Car Insurance With 2 DUIs in California: The Answer Reddit Can't Give
QuoteMoto
QuoteMoto editorial team. California insurance guides.
A second DUI narrows your carrier options, it doesn't close them. Here's what actually changes and where non-owner SR-22 fits in.
Car Insurance With 2 DUIs in California: The Answer Reddit Can't Give
Search "2 DUI car insurance California reddit" and you'll find the same thread pattern every time. Someone posts their situation, half panicked, half resigned. The replies split into two camps: people saying "you're basically uninsurable now" and people saying nothing useful at all, just "talk to a lawyer" or "good luck." Nobody actually answers the question, because most of the people replying have never placed a policy for a two-time DUI driver. They're guessing.
Here's the actual answer: a second DUI in California does not make you uninsurable. It makes you a harder placement, not an impossible one. QuoteMoto has placed drivers with two DUIs on their record, and drivers with three. It's not routine, and it's not cheap, but it exists, and pretending otherwise on a Reddit thread doesn't help anyone actually trying to get legal again.
What Actually Changes With a Second DUI
A single DUI already narrows your carrier options and triggers an SR-22 filing. A second one narrows them further, for reasons that are mechanical, not punitive:
The 10-year lookback gets crowded.

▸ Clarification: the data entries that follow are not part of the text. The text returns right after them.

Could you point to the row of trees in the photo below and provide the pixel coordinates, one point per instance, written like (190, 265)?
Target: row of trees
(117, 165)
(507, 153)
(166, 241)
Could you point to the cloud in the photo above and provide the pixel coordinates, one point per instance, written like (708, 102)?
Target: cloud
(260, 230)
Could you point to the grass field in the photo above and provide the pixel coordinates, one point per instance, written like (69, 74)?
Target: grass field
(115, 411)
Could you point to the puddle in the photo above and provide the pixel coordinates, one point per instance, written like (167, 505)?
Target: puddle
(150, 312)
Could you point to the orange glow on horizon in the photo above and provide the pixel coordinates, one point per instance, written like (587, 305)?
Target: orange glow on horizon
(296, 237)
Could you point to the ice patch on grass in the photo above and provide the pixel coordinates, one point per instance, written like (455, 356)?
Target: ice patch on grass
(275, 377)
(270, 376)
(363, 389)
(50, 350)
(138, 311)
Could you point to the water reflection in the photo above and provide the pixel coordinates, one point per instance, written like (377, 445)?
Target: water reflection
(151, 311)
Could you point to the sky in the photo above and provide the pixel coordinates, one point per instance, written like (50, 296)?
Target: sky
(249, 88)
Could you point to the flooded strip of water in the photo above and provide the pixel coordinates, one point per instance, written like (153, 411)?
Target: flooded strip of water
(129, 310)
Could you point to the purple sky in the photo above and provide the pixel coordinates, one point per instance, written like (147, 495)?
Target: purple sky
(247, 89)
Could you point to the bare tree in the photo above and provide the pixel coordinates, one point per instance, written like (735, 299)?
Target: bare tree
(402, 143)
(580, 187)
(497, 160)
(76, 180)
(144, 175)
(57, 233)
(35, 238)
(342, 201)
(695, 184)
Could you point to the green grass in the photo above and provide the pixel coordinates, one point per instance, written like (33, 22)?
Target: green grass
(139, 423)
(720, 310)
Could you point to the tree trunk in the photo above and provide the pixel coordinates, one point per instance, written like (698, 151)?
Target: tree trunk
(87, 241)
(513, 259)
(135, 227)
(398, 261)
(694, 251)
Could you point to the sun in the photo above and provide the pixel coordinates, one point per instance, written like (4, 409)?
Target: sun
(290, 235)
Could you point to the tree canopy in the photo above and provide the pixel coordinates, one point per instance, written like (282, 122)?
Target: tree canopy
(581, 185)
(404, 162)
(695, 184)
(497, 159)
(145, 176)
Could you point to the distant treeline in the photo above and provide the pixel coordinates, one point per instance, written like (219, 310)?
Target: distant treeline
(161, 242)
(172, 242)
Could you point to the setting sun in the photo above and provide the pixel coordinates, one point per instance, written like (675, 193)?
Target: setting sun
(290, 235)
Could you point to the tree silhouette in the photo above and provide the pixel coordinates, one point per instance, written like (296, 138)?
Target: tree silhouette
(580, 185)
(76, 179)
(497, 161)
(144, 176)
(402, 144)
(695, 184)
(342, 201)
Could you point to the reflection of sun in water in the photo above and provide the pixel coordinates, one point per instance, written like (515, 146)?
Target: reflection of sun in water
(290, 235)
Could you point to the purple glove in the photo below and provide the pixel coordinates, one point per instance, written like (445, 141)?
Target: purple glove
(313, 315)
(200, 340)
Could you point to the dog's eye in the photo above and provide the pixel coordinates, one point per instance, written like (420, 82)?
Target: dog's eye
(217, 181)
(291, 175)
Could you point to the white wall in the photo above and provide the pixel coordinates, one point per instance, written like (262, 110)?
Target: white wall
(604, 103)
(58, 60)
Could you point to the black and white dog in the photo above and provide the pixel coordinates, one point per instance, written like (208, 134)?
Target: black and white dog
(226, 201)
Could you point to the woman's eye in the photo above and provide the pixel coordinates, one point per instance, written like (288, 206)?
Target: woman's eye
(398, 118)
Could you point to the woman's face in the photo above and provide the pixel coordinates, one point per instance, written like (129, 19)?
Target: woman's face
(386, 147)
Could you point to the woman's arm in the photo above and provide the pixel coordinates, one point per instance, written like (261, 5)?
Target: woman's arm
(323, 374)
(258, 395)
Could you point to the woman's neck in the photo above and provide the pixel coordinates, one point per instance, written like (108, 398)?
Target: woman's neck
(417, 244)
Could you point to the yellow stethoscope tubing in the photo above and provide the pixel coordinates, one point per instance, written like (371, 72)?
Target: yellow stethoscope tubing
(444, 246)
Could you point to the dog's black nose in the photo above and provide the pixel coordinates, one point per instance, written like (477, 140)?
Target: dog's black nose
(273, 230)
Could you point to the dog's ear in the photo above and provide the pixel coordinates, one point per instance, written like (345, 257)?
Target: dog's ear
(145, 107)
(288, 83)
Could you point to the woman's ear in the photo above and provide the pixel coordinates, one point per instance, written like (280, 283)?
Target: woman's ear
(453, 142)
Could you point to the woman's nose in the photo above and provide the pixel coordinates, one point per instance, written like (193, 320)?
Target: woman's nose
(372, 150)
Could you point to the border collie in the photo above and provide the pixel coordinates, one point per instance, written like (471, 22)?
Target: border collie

California pulls DUI history back 10 years for rating purposes. One conviction is one flag on that record. Two convictions means two flags, sometimes overlapping windows if they happened a few years apart, and every carrier that's still willing to write you is pricing both.
Fewer carriers will even quote you. Most standard insurers stop writing after one DUI. A second one shrinks the list again — you're now shopping the small pool of carriers built specifically for high-risk drivers, not the mainstream market. This is exactly why a broker that shops multiple carriers matters more here than it does for a clean-record driver: nobody is going to hand you five competitive quotes off one application.
The SR-22 requirement doesn't necessarily get longer, but it doesn't go away either. The standard SR-22 filing period in California runs around 3 years. A second DUI doesn't automatically double that window — but it does mean you're carrying the filing while shopping from a smaller carrier pool, which is a different problem than the filing itself.
If the car is gone, non-owner SR-22 is still on the table. A lot of two-DUI drivers have already lost the vehicle, the license, or both by the time they're shopping insurance. If you don't own a car right now but need an SR-22 on file to get your license back, non-owner SR-22 coverage through QuoteMoto starts around $12/month. Full SR-22 coverage for drivers who do have a vehicle starts around $17/month.
What Reddit Gets Wrong
The despair-thread version of this — "no one will insure you, give up" — isn't advice, it's a mood. It comes from people who tried one insurer, got declined, and stopped looking. The realistic version is less dramatic: yes it's harder, yes it costs more than it used to, and yes there are still carriers who will write the policy if someone actually shops it for you instead of quoting you off one company's rate table.
QuoteMoto has been placing high-risk California drivers — DUI, SR-22, no-license, all of it — for over 500 clients. Two DUIs is a harder file. It's not a closed one.